I’ve passed the Church of the Holy Family, located on 47th Street in Manhattan between First and Second Avenues before, but until recently I had never taken the time to check it out more closely. Last weekend, however, I was exploring the neighborhood, and the church caught my attention. The rather stark lines of the church, reflecting the design sense of the era in which it was constructed (the mid-century modern style popular in the 1960s), stood out in contrast to the glass buildings and bright blue sky above them.
As I researched the church, I discovered that it was designed by a New York architect named George J. Sole, who focused primarily on religious architectural design in his work. The church was dedicated in 1965, and it has served the United Nations community ever since. (UN headquarters are located nearby, on the other side of First Avenue.)
The interior of the church is modern, continuing the clean lines of the exterior but in warmer tones. The church’s website provides this description of the main altar and figure of Jesus:
The art and design of the church reflect a spirit of ecumenism and multi-nationalism. As you enter, you are greeted by the loving, open arms of the Risen Christ above the altar. Like the figures on the two side altars, and the statue of the Virgin in St. Mary’s Garden, the sculpture is a product of the studio of Nagni and was cast in Pietrasanta, Italy. The altar is fashioned of Canadian black granite quarried near the Arctic Circle.
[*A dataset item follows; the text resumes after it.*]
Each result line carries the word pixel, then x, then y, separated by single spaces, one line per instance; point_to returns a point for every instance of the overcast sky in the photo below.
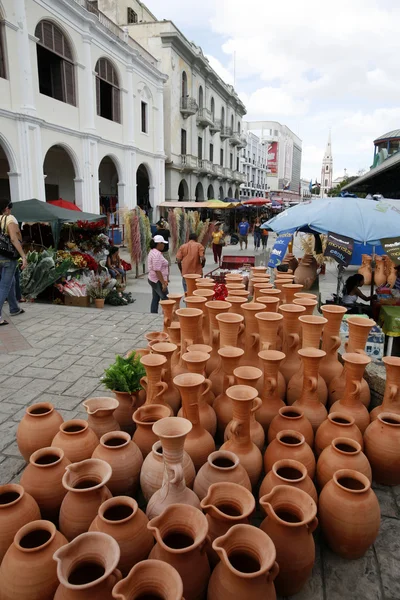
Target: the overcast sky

I found this altar in one corner of the sanctuary, which I learned from the church website is the altar of reservation. Like other parts of the church, this altar reflects the church’s inclusive theme, as above the Tabernacle is a large Byzantine icon of Our Lady of Peace.
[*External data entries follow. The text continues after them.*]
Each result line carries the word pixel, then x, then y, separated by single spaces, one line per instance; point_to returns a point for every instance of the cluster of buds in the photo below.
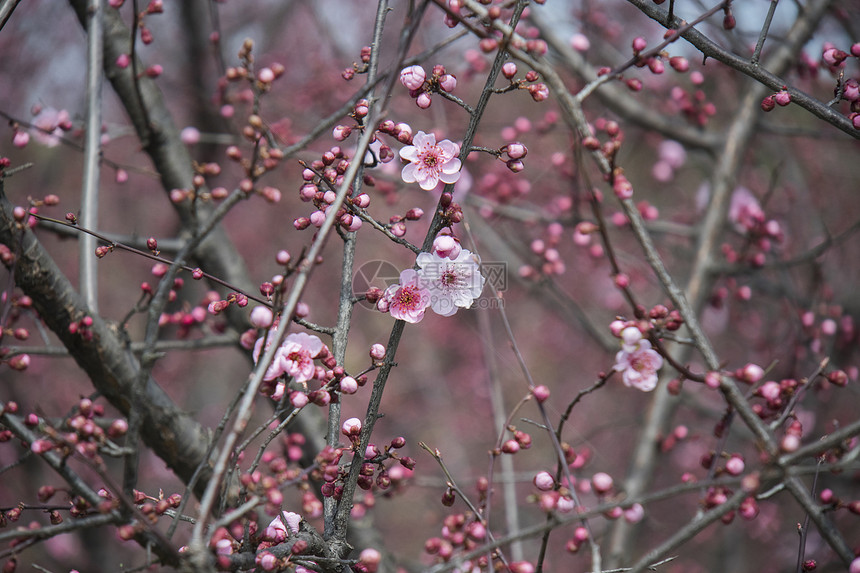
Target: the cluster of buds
pixel 83 432
pixel 550 262
pixel 216 307
pixel 694 105
pixel 357 68
pixel 460 532
pixel 781 98
pixel 833 327
pixel 609 148
pixel 654 62
pixel 321 178
pixel 268 486
pixel 519 441
pixel 82 328
pixel 516 152
pixel 421 86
Everywhere I look I see more religious art, once again with diverse meanings. The beautiful stained glass windows, with their pleated structure, portray “the various national and racial groups who were refugees as a result of World War II, and repeat the word “hope” in all the refugees’ languages, as well as in Latin.” Artist Jordi Bonet designed the windows and other ceramic art throughout the space. (The large ceramic sculptures portray the Holy Family as refugees as well, fleeing to Egypt after Jesus’s birth.)
Emerging back into the sunlight, I noticed this small garden next to the church, labeled “St. Mary’s Garden.” It’s a quiet respite from the busy city, with its lovely statue of Mary.